Wednesday, June 24, 2009

So you're saying that the DCT is NOT a waste of time? [Learning something]

For a day devoted to understanding the discrete cosine transfer, I have only a limited amount of knowledge to show for it. But I'm going to go ahead and explain what I think I know, and what I don't know.

The DCT is basically an equation used to take a series of numbers and compress them into something that takes a smaller bitrate to store or send over the internet. Compression is valuable when it comes to sending movies, music, and audio, and almost all forms of files for these three things (such as mpg and mp3) utilize DCT.

When it comes to movies, which is what I am interested in, a frame (or picture) consists of values that can be thought of in terms of a matrix of values. It appears to be significantly more complicated than that, but for the purposes of today's blog, this is sufficient.
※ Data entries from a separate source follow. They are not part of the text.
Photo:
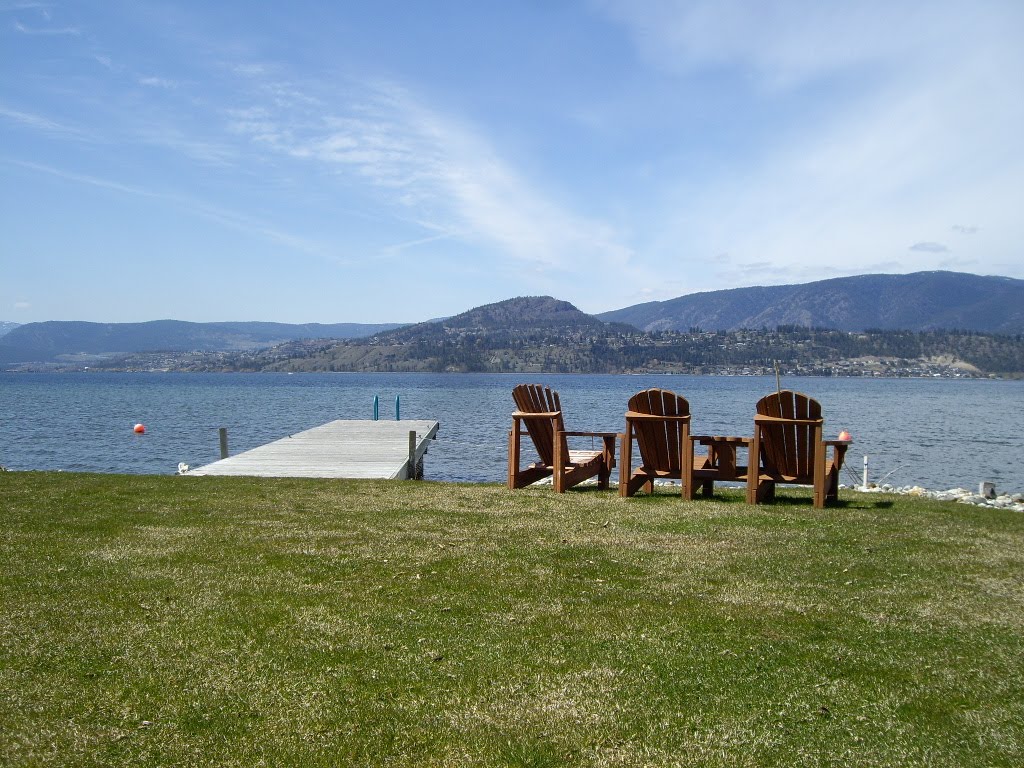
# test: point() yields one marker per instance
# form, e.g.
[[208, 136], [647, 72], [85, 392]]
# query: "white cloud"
[[935, 137], [46, 30], [35, 121], [929, 247], [432, 166]]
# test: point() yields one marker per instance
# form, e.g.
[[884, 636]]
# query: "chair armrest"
[[634, 416], [707, 439], [761, 419]]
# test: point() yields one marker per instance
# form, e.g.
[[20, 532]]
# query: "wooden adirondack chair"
[[540, 412], [787, 448], [659, 422]]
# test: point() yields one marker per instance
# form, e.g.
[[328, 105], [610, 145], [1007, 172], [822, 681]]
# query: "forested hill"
[[60, 339], [543, 335], [921, 301]]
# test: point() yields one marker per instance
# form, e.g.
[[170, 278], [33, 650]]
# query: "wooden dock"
[[391, 450]]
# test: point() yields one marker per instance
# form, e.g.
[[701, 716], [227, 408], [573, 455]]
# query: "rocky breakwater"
[[984, 497]]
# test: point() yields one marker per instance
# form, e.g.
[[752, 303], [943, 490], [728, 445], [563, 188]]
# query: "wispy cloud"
[[46, 30], [928, 247], [921, 124], [436, 166], [240, 222], [965, 228], [37, 122], [155, 82]]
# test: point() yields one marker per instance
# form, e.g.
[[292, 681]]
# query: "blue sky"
[[337, 162]]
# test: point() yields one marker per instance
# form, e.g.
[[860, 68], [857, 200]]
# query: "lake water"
[[938, 433]]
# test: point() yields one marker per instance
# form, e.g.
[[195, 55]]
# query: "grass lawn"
[[215, 621]]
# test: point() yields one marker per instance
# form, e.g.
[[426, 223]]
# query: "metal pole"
[[412, 456]]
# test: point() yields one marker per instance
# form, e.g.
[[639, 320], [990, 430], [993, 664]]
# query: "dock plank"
[[339, 449]]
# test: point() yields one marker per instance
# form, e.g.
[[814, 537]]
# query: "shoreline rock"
[[1013, 502]]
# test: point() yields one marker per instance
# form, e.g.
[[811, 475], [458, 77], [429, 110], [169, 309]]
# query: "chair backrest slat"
[[788, 449], [536, 398], [658, 440]]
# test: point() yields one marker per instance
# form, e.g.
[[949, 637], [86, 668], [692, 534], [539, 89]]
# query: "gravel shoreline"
[[1014, 502]]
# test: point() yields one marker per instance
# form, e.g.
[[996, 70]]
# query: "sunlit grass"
[[214, 621]]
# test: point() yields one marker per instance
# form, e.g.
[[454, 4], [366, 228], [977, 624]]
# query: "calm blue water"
[[936, 433]]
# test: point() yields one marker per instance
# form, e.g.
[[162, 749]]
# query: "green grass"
[[176, 621]]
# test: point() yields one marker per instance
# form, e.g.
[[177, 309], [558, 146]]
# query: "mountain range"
[[55, 340], [920, 301]]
There are so many of these values that it would take up way too much space on a computer to store a video file with raw data, and it would take way too long to send it over the internet.
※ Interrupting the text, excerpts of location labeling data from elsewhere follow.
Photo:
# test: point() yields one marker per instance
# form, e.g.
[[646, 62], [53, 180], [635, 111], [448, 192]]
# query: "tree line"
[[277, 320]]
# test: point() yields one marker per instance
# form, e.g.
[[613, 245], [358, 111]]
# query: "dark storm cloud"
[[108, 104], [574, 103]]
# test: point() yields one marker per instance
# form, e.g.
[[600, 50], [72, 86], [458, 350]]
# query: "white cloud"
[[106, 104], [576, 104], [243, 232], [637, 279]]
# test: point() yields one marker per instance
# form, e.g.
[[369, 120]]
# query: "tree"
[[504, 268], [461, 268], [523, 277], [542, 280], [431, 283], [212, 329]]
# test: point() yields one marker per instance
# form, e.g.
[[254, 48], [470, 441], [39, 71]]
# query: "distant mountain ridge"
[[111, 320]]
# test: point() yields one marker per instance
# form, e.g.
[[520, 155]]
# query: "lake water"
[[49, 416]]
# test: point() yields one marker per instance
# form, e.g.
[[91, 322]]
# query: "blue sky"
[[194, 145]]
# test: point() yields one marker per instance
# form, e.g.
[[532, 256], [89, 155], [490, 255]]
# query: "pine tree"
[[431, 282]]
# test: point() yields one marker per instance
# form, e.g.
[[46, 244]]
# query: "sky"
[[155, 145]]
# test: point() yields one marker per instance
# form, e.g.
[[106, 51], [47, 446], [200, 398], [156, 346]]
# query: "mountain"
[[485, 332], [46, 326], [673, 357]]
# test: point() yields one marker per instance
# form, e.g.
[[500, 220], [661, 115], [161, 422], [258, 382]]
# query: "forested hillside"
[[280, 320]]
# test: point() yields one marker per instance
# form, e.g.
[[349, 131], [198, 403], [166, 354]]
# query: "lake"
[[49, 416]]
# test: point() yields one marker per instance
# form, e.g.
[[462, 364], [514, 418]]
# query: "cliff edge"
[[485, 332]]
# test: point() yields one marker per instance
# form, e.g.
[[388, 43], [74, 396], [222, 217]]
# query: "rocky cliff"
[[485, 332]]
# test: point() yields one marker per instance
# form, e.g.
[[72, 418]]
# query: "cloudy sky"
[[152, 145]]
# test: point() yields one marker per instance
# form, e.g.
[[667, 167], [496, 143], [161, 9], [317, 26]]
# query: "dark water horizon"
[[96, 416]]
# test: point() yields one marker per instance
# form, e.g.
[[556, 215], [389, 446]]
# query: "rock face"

DCT compresses it by representing this data as the coefficients of a number of cosine waves with different frequencies. For reasons that I can't explain completely, any set of data points can be represented by the addition of these various cosine waves. So, for example, one line of 8 data points can be used as input into this DCT equation, and the result is a new line of 8 data points.
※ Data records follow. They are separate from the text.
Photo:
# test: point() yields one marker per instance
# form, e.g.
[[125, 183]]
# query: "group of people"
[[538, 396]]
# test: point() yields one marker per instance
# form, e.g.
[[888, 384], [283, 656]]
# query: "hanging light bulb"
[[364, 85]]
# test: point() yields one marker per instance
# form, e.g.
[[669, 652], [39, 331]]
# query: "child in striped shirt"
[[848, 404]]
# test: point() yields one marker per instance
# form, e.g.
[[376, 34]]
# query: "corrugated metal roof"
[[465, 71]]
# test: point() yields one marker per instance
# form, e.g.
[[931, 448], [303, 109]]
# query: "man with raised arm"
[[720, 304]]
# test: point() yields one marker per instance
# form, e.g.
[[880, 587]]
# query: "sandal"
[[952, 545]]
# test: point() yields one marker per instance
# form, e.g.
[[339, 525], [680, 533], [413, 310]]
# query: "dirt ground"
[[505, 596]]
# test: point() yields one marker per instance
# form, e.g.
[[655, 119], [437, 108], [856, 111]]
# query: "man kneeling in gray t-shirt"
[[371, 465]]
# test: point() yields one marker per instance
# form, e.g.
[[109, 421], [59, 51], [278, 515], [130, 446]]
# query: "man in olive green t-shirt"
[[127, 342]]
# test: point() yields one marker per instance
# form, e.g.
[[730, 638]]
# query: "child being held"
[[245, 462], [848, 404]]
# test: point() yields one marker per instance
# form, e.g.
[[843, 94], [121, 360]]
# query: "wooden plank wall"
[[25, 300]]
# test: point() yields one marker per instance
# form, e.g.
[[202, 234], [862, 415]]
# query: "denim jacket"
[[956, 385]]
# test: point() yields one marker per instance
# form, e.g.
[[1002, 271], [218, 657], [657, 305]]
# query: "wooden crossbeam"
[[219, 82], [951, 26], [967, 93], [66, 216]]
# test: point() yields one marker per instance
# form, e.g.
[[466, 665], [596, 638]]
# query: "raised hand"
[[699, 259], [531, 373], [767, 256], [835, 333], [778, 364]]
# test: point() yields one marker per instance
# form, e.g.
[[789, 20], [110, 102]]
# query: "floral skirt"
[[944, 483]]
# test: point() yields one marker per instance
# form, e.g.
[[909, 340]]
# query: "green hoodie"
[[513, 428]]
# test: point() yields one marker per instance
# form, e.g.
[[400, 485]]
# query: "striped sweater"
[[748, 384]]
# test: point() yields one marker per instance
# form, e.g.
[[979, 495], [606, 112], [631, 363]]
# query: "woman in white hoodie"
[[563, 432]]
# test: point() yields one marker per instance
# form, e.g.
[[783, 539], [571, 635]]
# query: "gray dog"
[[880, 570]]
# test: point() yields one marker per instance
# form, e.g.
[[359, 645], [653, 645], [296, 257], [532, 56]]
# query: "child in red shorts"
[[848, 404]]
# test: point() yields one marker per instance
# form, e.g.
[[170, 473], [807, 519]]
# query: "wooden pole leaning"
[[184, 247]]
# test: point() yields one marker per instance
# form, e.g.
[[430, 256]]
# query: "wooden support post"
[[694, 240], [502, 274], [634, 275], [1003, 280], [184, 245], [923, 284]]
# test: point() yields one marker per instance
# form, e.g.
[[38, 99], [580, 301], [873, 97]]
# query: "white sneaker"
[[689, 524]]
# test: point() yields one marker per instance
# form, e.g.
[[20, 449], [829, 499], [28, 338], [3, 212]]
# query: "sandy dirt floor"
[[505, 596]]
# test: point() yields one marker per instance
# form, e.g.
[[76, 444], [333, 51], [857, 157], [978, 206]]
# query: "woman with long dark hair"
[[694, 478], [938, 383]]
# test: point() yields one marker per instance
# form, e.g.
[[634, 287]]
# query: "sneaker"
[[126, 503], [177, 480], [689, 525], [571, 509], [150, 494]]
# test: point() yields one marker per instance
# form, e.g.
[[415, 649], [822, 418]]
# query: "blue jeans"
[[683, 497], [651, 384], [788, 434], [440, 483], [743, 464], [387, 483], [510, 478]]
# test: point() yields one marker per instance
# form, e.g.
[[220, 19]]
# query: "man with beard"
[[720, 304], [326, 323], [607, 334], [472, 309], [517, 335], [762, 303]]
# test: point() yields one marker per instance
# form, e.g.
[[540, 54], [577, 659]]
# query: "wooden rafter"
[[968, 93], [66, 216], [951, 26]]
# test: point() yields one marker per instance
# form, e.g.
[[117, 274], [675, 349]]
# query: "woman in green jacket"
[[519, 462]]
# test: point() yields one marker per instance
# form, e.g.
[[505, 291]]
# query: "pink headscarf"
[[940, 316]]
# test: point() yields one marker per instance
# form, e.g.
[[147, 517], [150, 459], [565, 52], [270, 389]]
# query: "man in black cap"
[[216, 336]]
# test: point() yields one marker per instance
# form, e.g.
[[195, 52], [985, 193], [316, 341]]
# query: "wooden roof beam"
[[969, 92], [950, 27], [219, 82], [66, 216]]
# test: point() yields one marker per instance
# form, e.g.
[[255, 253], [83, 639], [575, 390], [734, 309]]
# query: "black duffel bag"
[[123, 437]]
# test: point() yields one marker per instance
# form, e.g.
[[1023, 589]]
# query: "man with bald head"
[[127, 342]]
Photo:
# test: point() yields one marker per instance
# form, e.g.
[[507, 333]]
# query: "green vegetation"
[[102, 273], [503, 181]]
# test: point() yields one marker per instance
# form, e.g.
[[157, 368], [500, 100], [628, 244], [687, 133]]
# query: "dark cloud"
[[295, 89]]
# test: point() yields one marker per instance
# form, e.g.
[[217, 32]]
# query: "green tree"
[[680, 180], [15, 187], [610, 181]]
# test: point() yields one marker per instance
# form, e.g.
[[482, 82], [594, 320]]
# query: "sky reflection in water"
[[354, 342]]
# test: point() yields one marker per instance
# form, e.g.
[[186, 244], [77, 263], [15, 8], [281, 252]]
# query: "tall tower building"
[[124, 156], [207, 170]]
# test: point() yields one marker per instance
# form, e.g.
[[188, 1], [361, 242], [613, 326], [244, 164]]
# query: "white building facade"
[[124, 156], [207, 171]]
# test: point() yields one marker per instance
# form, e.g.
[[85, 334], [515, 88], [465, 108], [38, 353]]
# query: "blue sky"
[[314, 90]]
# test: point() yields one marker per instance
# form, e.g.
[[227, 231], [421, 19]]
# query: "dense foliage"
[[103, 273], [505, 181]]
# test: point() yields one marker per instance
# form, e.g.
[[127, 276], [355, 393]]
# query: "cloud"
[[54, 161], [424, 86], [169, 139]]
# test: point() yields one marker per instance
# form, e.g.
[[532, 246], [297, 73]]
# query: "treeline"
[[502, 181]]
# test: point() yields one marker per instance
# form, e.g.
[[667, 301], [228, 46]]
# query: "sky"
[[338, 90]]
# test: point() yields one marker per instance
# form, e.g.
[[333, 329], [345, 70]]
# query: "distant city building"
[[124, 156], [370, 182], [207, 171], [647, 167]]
One major point of confusion as I read this in my book is that the DCT equation is fairly complex requiring lots of multiplication and division in order to compute each new value in the new data set. And the resulting data doesn't seem useful at all. But ignoring my confusion over why it works, I just set out to prove to myself that it actually does work. I started something in Java, but quickly realized that it was going to be way easier to produce and visualize in Excel.

The Google Docs version of my result (minus the graphs) can be found here. It's not intuitive to read, but in case you do: The upper left corner shows the input and just below it shows the new values. Then just below that, the new values are transformed back to show that the process is reversible (or decodable). The large matrices on the right are values that are computed in order to compute the decoded values below. They are visible so that you can see what goes on as values are changed. They are meaningless except to look at the formulas that make them up.

The two finished pages in that document show the 1-D DCT and its inverse. I started making the 2-dimensional version and then realized that I would need 64 8x8 matrices (or one 4-d matrix) to keep all of the intermediate values. I don't need to do that anyway. I understand how it works now.

But now back to why it works. I sent an e-mail to Paul back at EWU and he explained that the transformed data is easier to truncate (plus you can do some other things with it that I don't understand). Truncating makes sense. When it comes to pictures and video, there is going to be data that the eye cannot see or that the brain cannot process quickly enough. This new data is essentially a representation of different frequency waves. Perhaps if you truncate the higher frequencies, you now have less data to send and have only changed the picture or movie in ways that are not noticeable.

From what I've read, this is the start to why DCT is useful, but it is far from the complete reason. I think the next chapter is going to help me understand as it is on the subject of what the brain can and cannot see. I still don't know how useful this knowledge is going to be to my final project, but at least it's something.